We also work routinely with our Energy & Natural Resources industry group on matters where there is a significant overlap between the food systems industry and energy. Enterprises engaged in the biofuels and ethanol industries rely on Husch Blackwell to structure and document a wide array of critical transactions, including capital market transactions, project finance, acquisitions and divestitures, and feedstock agreements.

Representative Experience

Lender-Side Representations

  • Counsel for family of life insurance companies in the origination and servicing of more than $5 billion in commercial, agricultural loans secured by properties in more than 30 states.
  • Represented lenders in placing over $100 million of loans to local, single state, and multi-state cannabis cultivators, distributors, and dispensaries.
  • Assisted a multinational bank to develop its industrial hemp lending program and related policies for the United States.
  • Served as lender counsel relating to $14.5 million term loan and revolving line of credit financing for system of agricultural farms in Arizona secured by real property, crops, equipment, and personal guarantees.
  • Served as farm credit lender counsel in bankruptcies and a receivership of a dairy and seed grower valued at $18 million and $17 million, strategically selling collateral, capturing cash and other value, restructuring loans.
  • Served as lender counsel for $4.5 million term loan and revolving line of credit financing with multiple borrowers and guarantors for swine nursery construction, working capital line of credit and equipment financing in Missouri secured by real property and equipment.
  • Represented bank in providing loans to a liquor distributorship in Kansas and eastern Oklahoma, including a springing guaranty that placed the principal of the distributorship if he failed to cooperate with the liquidation of the liquor inventory.
  • Represented regional bank in loans to agricultural borrowers in Missouri, Illinois, Kentucky, Indiana, and Arizona.
  • Advise national and regional lenders in the cannabis space.

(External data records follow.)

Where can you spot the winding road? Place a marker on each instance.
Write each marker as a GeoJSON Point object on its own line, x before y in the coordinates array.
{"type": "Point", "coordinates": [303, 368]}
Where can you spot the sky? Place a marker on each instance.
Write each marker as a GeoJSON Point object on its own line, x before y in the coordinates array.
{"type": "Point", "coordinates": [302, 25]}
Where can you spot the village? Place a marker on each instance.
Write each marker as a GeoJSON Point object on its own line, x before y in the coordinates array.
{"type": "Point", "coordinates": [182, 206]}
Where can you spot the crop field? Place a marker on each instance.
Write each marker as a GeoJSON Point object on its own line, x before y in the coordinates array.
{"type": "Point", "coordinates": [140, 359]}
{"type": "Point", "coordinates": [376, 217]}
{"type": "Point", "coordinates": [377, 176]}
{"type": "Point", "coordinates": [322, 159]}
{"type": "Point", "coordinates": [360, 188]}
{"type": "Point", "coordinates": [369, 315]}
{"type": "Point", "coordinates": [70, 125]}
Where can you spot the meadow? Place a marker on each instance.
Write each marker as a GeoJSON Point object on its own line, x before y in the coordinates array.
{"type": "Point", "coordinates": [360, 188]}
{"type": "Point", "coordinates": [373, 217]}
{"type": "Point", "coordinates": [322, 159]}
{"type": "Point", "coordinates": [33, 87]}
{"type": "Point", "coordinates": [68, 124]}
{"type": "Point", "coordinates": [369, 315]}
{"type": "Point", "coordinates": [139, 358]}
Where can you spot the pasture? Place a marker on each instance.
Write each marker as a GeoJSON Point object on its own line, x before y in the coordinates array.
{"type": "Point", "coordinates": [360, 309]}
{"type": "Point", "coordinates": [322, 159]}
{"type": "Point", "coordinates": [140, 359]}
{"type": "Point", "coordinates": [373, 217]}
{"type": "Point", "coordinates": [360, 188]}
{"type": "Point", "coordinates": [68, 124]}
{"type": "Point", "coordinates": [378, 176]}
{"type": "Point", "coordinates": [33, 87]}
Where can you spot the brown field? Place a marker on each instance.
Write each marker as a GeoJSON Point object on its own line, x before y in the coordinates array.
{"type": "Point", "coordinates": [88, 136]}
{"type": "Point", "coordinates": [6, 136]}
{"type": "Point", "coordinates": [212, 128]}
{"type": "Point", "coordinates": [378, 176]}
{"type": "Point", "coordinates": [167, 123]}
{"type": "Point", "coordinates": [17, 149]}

Borrower-Side Representations

  • Led representation of large agribusiness client on $500MM refinancing of its commercial loans and interest rate swaps into the farm credit system. The refinancing represented significant cost savings to the client and provided relief from various loan covenants that gave the client substantially more flexibility in its business and joint venture efforts.
  • Assisted multi-state cannabis operator to refinance its $55 million credit facility.
  • Assisted Kansas private college in obtaining U.S. Department of Agriculture (USDA) loan to refinance construction loan secured by college’s real estate on parity basis with outstanding public debt.
  • Assisted a multi-state cannabis operator to obtain secured credit facility and issued related state legal opinions.
  • Assisted numerous cannabis operators obtain unsecured financings.

Distressed-Debt and Insolvency-Related Representations

  • Represented wholesale grocer as a secured lender and vendor in a Midwest based bankruptcy where the wholesale grocer acquired ownership of approximately 44 stores through a sale approved in the Chapter 11 plan.
  • Obtained $3 million judgment and foreclosed multiple parcels of agricultural land in two separate Kansas counties.
  • Represented lender in successful staggered liquidation of herd of cattle worth more than $1 million.
  • Coordinated successful multi-state foreclosure action for agricultural properties worth approximately $1 million in Kansas and Oklahoma.
  • Represented large national bank as a defrauded lender in the George Young bankruptcy proceedings in Kansas City, Mo. Young perpetrated what was at the time the single largest cattle fraud scheme ever in the United States. Led negotiations for the defrauded investor group and its lenders and was instrumental in forging a global settlement with more than 50 stakeholders, resulting in a distribution and recovery for all creditors.
  • Defended national meat processor from claims seeking over $10 million in alleged preferential transfers ultimately settling the four matters for $100,000.
  • In matter of first impression in Delaware Bankruptcy Court, obtained ruling holding that a food processing client could offset its $2.6 million administrative expense claim against alleged preference liability.